Extra Protection for the Last Giants of the Elephant World:
Tsavo Trust's 'Big Tusker Project'
working in support of KWS
Working in close collaboration with the Kenya Wildlife Service (KWS) and alongside research and conservation partners including Save The Elephants, Tsavo Trust monitors the elephant populations of Tsavo, with a specific emphasis on the large ‘tuskers’. Richard Moller, Tsavo Trust’s Chief Executive Officer, carries out this monitoring, with the indispensable help of our Super Cub light aircraft. In such a huge, remote place as Tsavo, aircraft are vital conservation tools, providing an additional ‘eye in the sky’.

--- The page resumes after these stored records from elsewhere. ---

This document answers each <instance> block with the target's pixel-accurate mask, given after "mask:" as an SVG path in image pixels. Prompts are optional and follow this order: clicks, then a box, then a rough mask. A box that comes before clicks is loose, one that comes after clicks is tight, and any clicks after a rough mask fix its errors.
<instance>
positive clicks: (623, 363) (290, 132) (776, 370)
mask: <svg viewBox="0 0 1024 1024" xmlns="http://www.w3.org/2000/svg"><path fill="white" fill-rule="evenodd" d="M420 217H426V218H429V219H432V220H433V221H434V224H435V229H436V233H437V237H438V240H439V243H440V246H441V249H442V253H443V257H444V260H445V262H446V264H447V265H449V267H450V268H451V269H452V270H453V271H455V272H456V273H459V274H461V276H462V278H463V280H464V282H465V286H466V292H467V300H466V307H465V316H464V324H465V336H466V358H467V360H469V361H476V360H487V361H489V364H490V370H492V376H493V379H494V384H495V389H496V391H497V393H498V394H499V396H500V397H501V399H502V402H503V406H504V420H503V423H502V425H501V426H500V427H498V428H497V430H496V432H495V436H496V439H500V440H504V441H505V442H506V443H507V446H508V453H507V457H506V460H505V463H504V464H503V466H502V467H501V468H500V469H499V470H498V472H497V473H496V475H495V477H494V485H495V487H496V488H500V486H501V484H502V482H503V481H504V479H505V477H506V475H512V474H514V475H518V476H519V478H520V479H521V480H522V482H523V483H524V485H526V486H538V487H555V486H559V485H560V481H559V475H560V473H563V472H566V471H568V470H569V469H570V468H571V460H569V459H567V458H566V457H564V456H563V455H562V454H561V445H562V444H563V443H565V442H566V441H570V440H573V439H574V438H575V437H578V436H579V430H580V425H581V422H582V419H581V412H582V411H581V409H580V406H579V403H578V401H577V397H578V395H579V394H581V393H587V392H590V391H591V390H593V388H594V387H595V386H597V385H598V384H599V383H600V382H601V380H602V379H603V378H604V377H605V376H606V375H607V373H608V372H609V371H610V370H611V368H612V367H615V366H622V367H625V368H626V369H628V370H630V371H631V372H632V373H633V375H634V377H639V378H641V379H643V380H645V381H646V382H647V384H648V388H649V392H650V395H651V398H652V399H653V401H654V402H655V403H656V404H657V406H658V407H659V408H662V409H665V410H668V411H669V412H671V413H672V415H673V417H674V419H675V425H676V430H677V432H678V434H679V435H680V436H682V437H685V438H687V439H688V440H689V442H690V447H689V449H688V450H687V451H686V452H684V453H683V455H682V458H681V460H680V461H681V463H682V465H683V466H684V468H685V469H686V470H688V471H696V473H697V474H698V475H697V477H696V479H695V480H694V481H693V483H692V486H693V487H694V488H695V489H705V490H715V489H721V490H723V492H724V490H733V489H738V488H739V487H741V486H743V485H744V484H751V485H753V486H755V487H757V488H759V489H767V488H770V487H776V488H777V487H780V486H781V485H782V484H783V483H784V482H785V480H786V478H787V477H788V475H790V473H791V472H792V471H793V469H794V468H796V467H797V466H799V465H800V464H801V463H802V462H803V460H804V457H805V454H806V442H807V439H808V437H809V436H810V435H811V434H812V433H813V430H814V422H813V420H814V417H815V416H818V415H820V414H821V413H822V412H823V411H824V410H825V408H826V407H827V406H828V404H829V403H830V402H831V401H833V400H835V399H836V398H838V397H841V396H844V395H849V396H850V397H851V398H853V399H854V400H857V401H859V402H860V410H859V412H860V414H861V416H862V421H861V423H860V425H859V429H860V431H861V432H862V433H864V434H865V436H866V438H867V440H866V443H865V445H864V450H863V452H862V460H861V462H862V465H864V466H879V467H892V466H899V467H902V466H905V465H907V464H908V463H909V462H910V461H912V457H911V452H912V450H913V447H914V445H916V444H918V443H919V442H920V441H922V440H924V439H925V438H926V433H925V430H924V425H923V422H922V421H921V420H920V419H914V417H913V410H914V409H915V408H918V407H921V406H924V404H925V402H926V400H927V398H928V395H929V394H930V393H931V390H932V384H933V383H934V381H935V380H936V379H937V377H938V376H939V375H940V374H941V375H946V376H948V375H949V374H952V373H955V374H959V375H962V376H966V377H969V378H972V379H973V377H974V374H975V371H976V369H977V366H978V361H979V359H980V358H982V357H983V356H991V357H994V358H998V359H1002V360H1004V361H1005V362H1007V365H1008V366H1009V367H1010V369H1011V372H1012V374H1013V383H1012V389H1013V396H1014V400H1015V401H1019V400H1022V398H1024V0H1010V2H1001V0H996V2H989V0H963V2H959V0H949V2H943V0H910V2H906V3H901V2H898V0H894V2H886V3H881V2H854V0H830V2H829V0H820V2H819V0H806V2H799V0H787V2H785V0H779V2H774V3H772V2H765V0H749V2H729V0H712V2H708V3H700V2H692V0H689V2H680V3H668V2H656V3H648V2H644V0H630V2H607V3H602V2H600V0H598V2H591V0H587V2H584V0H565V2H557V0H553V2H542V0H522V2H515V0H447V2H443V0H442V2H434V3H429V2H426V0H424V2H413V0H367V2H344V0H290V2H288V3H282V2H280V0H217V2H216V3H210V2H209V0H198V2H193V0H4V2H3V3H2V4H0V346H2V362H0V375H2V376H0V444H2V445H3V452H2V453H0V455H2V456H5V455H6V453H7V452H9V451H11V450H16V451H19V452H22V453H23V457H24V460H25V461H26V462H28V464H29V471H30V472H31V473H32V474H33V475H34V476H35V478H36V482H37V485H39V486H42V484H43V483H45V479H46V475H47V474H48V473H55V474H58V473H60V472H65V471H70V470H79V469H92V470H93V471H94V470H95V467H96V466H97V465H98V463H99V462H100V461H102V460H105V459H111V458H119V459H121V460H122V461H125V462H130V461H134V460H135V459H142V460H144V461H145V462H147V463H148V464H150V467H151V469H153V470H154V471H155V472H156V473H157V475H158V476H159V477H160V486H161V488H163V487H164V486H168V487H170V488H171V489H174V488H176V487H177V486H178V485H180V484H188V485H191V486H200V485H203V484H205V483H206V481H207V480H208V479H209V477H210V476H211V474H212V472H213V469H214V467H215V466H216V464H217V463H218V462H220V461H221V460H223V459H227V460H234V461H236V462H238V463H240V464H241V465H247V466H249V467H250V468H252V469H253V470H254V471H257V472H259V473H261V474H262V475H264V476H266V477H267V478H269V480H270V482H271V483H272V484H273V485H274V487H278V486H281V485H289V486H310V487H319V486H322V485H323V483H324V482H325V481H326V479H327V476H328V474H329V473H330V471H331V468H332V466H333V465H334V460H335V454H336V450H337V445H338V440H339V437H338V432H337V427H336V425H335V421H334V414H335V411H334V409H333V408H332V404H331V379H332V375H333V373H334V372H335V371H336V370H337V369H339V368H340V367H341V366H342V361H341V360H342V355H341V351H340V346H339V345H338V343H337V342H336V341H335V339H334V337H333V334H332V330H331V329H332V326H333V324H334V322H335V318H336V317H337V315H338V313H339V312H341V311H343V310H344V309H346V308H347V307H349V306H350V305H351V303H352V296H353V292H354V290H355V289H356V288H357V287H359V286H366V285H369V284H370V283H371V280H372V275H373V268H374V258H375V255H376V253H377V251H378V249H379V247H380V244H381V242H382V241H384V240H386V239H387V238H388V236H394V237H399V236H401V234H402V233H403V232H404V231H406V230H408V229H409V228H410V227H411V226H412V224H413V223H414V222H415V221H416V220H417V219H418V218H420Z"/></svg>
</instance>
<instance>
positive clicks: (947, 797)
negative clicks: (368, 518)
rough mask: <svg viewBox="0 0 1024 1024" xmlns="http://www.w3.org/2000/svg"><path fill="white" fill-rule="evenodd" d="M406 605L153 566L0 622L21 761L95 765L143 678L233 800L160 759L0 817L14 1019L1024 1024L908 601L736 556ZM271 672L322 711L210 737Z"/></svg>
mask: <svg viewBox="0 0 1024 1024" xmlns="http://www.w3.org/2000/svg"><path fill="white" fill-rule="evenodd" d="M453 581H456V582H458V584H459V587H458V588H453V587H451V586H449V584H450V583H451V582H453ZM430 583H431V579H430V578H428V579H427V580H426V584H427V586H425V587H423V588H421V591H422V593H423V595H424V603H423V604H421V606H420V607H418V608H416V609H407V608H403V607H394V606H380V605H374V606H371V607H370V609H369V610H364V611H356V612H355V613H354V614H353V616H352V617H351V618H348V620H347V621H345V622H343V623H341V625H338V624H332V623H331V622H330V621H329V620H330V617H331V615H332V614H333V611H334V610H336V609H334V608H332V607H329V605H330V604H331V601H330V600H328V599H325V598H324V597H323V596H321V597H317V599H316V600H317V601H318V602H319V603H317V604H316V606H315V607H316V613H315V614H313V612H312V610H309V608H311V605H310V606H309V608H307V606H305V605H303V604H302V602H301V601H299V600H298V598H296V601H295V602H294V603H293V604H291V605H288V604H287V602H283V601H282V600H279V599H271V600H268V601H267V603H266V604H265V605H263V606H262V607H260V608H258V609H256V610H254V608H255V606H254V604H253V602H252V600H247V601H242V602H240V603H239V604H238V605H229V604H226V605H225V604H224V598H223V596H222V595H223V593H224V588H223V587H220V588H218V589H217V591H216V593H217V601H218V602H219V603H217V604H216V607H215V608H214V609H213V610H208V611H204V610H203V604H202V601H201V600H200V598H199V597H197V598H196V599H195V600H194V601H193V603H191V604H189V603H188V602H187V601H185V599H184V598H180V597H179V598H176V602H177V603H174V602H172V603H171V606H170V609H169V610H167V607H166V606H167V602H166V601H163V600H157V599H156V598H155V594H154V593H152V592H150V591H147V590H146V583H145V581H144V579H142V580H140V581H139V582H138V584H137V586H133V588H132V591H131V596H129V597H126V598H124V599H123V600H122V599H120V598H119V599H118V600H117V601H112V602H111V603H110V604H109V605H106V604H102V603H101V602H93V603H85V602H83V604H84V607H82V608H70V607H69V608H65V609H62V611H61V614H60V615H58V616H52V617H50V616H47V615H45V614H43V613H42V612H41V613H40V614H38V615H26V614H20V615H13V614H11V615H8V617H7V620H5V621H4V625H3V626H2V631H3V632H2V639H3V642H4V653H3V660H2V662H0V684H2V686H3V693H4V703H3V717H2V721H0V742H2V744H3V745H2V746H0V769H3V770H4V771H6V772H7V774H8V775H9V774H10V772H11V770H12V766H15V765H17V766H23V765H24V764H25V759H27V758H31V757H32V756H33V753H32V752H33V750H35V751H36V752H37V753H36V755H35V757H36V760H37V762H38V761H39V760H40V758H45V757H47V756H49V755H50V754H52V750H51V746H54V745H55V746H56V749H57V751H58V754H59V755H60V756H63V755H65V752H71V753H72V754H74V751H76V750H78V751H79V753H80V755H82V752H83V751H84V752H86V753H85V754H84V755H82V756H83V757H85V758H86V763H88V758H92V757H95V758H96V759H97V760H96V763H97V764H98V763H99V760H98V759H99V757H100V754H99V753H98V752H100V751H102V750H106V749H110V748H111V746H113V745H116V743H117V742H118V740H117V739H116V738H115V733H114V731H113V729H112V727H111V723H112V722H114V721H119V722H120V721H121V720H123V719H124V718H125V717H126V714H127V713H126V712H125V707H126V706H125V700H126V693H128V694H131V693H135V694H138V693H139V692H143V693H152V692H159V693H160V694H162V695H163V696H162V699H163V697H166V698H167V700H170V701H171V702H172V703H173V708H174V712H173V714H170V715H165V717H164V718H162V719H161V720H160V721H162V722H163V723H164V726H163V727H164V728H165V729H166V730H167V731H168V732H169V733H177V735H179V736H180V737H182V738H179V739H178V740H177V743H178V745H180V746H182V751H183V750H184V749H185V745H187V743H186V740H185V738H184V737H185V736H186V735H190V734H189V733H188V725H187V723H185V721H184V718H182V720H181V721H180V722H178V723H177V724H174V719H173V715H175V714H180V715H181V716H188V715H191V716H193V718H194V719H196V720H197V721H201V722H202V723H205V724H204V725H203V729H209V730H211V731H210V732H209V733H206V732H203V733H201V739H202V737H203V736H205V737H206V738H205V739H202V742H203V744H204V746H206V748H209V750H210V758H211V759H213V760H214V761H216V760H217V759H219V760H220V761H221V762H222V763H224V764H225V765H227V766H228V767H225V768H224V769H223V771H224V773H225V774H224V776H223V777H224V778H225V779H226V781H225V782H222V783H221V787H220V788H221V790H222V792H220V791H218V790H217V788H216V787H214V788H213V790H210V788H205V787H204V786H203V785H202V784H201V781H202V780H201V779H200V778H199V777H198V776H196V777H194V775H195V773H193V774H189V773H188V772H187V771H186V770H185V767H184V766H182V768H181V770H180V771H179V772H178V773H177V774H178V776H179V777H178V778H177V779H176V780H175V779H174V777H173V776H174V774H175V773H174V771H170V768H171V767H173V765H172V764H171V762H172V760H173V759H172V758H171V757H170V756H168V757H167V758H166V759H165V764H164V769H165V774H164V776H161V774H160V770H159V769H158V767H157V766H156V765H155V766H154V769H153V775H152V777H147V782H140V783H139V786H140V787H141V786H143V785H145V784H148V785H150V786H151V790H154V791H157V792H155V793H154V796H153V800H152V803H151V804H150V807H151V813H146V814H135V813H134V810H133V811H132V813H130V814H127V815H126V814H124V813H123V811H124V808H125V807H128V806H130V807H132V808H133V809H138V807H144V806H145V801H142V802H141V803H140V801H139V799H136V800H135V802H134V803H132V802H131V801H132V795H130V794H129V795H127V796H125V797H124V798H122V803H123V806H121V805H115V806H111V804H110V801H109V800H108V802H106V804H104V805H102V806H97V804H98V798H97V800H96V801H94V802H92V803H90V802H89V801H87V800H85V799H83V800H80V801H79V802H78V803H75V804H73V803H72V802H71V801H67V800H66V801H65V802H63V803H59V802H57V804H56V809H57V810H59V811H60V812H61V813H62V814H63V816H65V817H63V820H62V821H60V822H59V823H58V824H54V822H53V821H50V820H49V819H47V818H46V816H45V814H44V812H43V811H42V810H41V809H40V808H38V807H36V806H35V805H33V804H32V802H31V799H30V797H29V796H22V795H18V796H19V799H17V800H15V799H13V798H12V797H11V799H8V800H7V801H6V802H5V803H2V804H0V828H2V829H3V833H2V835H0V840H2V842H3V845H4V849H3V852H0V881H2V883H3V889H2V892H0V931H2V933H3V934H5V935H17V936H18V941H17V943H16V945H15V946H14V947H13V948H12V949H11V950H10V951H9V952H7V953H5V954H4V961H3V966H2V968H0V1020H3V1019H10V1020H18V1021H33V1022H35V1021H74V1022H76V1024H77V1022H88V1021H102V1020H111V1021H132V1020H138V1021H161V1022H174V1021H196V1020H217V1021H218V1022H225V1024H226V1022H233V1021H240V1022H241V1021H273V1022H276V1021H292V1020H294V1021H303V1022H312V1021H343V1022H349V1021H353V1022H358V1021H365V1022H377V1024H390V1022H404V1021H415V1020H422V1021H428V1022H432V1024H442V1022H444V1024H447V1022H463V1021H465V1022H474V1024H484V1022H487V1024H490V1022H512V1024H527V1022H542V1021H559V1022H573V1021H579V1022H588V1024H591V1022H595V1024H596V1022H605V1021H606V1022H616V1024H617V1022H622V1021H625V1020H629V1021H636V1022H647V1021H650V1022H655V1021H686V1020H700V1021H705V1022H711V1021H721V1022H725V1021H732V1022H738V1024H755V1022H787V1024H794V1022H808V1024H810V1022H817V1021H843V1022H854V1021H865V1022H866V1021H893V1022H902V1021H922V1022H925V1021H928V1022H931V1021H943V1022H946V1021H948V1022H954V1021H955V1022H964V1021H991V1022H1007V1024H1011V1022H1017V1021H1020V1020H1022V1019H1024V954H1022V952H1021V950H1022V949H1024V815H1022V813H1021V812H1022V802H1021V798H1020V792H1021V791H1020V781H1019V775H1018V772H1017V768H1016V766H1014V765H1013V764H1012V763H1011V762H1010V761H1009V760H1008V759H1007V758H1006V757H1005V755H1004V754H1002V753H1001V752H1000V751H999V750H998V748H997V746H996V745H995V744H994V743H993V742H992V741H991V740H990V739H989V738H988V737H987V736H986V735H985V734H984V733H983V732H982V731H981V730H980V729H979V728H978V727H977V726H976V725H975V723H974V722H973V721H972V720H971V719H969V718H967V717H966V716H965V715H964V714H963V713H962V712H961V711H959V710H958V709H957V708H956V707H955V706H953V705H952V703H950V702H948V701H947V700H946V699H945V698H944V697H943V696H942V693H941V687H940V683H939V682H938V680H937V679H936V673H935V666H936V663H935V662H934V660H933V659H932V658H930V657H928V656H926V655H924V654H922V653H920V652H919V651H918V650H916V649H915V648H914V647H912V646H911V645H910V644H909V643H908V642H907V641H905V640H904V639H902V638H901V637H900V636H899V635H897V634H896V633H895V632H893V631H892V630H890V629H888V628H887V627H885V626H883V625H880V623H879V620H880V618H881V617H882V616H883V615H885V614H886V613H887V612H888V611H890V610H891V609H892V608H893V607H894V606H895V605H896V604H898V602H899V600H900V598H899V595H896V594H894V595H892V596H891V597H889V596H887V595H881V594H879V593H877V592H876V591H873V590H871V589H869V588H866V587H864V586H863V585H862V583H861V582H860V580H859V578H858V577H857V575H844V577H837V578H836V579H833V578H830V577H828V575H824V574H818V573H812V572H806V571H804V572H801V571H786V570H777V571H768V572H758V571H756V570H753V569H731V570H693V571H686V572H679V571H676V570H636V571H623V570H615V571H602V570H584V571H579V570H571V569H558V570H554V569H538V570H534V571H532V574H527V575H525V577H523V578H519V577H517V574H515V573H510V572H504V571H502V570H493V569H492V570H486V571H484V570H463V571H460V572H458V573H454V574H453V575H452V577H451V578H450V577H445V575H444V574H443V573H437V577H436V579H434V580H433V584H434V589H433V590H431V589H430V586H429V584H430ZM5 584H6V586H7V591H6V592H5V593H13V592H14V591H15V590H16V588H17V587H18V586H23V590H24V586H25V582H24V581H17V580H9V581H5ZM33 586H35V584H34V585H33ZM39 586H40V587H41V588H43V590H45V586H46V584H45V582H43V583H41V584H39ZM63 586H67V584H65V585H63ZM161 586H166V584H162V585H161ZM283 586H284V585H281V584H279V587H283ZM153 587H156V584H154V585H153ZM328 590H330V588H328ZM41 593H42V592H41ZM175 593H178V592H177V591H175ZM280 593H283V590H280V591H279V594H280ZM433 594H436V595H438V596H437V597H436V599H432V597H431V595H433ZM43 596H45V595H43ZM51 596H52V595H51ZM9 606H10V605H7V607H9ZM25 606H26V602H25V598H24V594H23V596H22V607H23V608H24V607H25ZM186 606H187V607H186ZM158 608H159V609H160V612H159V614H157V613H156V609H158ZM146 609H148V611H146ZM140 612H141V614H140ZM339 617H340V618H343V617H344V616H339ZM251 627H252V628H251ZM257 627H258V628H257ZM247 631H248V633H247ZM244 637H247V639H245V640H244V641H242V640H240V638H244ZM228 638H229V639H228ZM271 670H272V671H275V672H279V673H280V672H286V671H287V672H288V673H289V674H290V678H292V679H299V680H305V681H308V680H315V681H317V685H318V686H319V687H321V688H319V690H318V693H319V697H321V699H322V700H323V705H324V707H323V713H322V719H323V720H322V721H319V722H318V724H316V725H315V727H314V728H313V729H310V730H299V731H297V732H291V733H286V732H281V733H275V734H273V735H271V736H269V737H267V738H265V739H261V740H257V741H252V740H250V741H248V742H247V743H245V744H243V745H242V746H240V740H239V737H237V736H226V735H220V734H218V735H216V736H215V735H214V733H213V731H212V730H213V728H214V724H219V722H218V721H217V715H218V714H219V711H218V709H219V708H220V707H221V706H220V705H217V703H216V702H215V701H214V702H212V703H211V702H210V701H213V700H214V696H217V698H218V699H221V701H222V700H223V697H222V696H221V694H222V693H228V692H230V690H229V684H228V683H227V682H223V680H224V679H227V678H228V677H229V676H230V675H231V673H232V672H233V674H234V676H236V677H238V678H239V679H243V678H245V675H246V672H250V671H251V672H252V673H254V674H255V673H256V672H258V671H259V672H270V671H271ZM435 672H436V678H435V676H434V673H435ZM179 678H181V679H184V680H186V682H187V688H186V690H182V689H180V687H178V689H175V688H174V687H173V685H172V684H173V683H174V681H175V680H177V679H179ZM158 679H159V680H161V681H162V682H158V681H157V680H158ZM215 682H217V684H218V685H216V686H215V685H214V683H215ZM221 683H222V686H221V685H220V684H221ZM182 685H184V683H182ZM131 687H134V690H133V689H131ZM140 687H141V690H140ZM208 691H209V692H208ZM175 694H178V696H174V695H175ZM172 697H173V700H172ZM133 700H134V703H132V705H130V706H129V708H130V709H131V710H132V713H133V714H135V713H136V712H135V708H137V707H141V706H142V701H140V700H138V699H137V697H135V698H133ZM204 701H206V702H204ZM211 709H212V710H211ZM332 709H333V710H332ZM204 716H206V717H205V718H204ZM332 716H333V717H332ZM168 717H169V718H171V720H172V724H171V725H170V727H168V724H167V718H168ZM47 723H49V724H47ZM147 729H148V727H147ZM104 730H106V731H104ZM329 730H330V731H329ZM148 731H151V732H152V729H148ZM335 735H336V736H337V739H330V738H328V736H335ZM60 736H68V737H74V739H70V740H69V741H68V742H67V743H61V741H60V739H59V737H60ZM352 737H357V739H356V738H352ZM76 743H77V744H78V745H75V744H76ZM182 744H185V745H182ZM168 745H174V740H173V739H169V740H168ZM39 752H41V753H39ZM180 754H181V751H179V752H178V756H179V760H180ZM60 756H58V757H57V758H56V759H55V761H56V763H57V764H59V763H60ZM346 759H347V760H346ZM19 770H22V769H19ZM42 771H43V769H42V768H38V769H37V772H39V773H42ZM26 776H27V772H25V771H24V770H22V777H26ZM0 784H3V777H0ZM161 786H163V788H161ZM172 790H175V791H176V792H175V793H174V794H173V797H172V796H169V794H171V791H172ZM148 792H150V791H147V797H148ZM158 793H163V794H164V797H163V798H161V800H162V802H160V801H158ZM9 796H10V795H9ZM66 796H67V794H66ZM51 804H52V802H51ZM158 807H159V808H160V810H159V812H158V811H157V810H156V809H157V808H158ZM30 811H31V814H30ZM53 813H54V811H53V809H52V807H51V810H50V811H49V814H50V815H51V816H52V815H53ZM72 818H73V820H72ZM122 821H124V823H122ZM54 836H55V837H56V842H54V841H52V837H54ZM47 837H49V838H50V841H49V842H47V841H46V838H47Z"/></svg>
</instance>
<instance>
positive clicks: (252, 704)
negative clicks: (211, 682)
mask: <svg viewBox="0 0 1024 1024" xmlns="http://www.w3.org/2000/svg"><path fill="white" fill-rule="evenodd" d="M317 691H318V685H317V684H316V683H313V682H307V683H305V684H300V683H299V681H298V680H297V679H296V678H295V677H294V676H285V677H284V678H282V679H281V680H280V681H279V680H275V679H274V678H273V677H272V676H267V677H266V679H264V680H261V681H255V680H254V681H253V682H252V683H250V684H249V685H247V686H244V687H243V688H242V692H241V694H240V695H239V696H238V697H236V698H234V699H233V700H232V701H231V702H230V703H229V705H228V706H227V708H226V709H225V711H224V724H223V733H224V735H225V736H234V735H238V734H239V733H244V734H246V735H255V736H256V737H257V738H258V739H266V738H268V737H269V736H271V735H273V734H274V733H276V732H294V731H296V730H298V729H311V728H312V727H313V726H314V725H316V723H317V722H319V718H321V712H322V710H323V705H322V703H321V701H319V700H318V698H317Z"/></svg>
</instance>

As well as contributing to scientific data collation, the reports transmitted real-time from Tsavo Trust's aircraft can assist KWS in mounting an appropriate response to any identified threats to Tsavo’s elephants. To that end, the KWS team on the ground has warmly welcomed Tsavo Trust's participation in their conservation efforts. Considering the sheer size and geography of the area being surveyed, no single effort can ever be a ‘catch-all’ solution – as was so tragically demonstrated by the Tiva poaching incident and the death of Satao - but the Tsavo Trust aircraft can make a measurable difference to the safety of elephants in Tsavo – and so can you by helping us to do this job.
In response to the escalating poaching situation, Tsavo Trust has started extending our Big Tusker Project to include a ground follow-up capacity to work with wildlife departments, protected area managers and communities to assist their efforts to defend elephants against ivory poachers and traffickers. In particular, working alongside KWS in a supporting role, we boost patrol numbers on the ground, locate elephant carcasses, determine the cause of death and recover tusks, as well as locating poachers’ platforms, hides, camps and illegal charcoal kilns, and assisting to patrol Tsavo’s rhino sanctuary and free release zones.